We speak of mindfulness in several contexts. For example, being open to other possibilities and better informed about a fact, a culture or historical tradition. Mindfulness also involves focusing our attention or awareness on the present moment; being fully conscious of what we are experiencing in the now. It is the achievement of this mental state of wellbeing used as a therapeutic technique which is unfortunately often viewed as an unattainable goal by mere mortals or a suspect practice, followed by the yoga crowd or disciples of long-haired hippy gurus! The fact is that practising some form of mindfulness is highly beneficial to people of all ages from all walks of life, including young children. Learning to live in the present is a non-denominational practice that does not require memorising complicated rituals, chanting mantras or taking exams. It does require some initial conscious thought, regular and consistent practice to be truly effective, and ideally, some nurturing guidance from a more seasoned practitioner.
Just five to ten minutes of daily mindfulness practice has numerous benefits for our mental, emotional and physical wellbeing. Studies in adults and college students have shown how mindfulness helps in the workplace, with academic success, coping with health issues, speeds up recovery from an illness, can help combat anxiety and depression, aids in coping with stressful or challenging situations, boosts confidence and resilience, and establishes a sense of wellbeing, among many other benefits.
Practising mindfulness with children from very young has positive benefits for both the adults and children involved. Integrating mindfulness into our daily interactions helps teachers and parents self-regulate, become more emotionally aware and patient. When we do that and take the time to accept children’s feelings, needs and emotions without judgement, we help support their all round development.
Benefits of mindfulness practice to young children:
- Increases focus and attention span
- Improves listening skills
- Develops a sense of general wellbeing
- Improves the ability to cope in challenging or stressful situations
- Develops the ability to regulate emotions
- Increases empathy towards others
- Increases a sense of gratitude
- Develops observational skills
- Helps develop the ability to experience something or someone without judgement (older children)
- Improves emotional, social and mental development
- Improves cognitive abilities
- Increases resilience
- Increases the ability to solve problems / see solutions
- Increases levels of kindness
- Develops the ability to collaborate in groups and teams
- Improves academic performance
- Builds confidence to cope in social situations
- Develops greater behavioural self-control
- Improves tolerance and flexibility
Although some form of simple meditation practice can be taught to children, there are many other fun activities to do with them that can encourage mindfulness. Here are a few:
Run, run, run. STOP! Listen. Feel.
Ask your child how they feel before running or skipping around the room and then, how their body feels when they stop? Can they describe the sensations in their body?

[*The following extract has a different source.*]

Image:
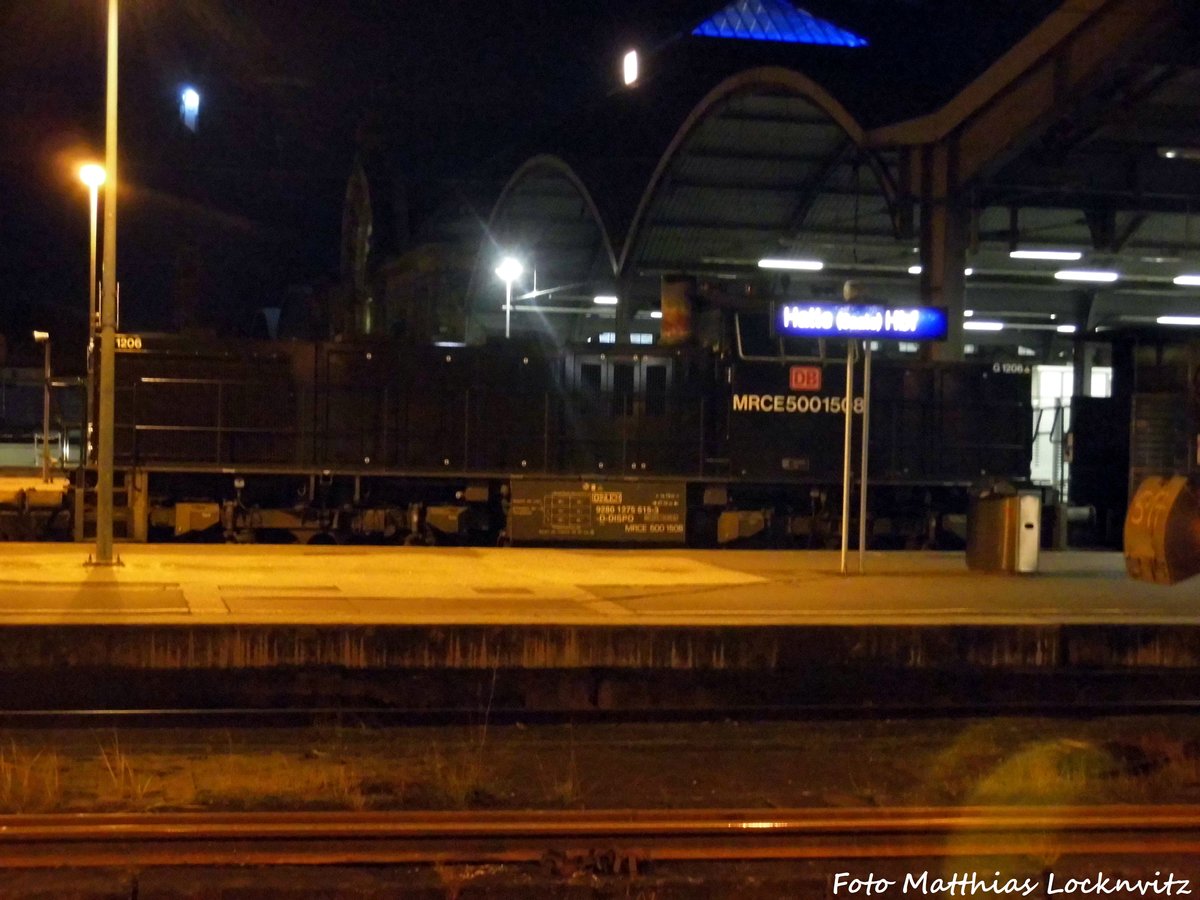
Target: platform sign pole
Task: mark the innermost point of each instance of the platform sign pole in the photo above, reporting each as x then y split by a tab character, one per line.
849	438
867	432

Slow observation / Walking meditation
Walk slowly, purposefully and silently along a path in the park encouraging your child to do the same. Try to keep the same pace and distance between each footstep. Try not to talk at all for five minutes. Look up, look down, look about. What do you notice around you? Afterwards, talk to your child about some of the things they noticed along the way.
Visit the beach. Give your child three to five objects to look for. Can they spot them? What can you find together?
Take the time during a snack or any meal time to eat slowly. Role model chewing your food mindfully, savouring every mouthful. Ask your child, “What does your snack [or named food item] taste like?” “Can you describe its taste, texture and smell?” “What emotion do you feel when eating this food?” Then, perhaps you can talk about how thy might feel if they could not taste their favourite food!
Give a mindful hug
Ask your child to take three deep mindful breaths in and three deep mindful breaths out and then hug their sibling, carer, grandparent, you, or any other relative. Ask them, “How do you feel?” How do you think they [the person being hugged] feel?”
If you have a pet at home (a rabbit, cat or dog for example) encourage your child to sit quietly with them for a few moments. If small enough, let the pet settle down on your child’s lap. Encourage your child to stroke their fur gently and repeatedly. Again, can they describe to you how they feel in that moment and, how they sense the pet feels.
The benefits of a just a little mindfulness practice on a regular basis can be far reaching for all the family and the wider community. Children can start learning mindfulness from a young age. And if we incorporate mindful moments into their daily routine on a regular basis, at home and at school, mindfulness will cease to be a practice, rather than a natural and instinctive part of life.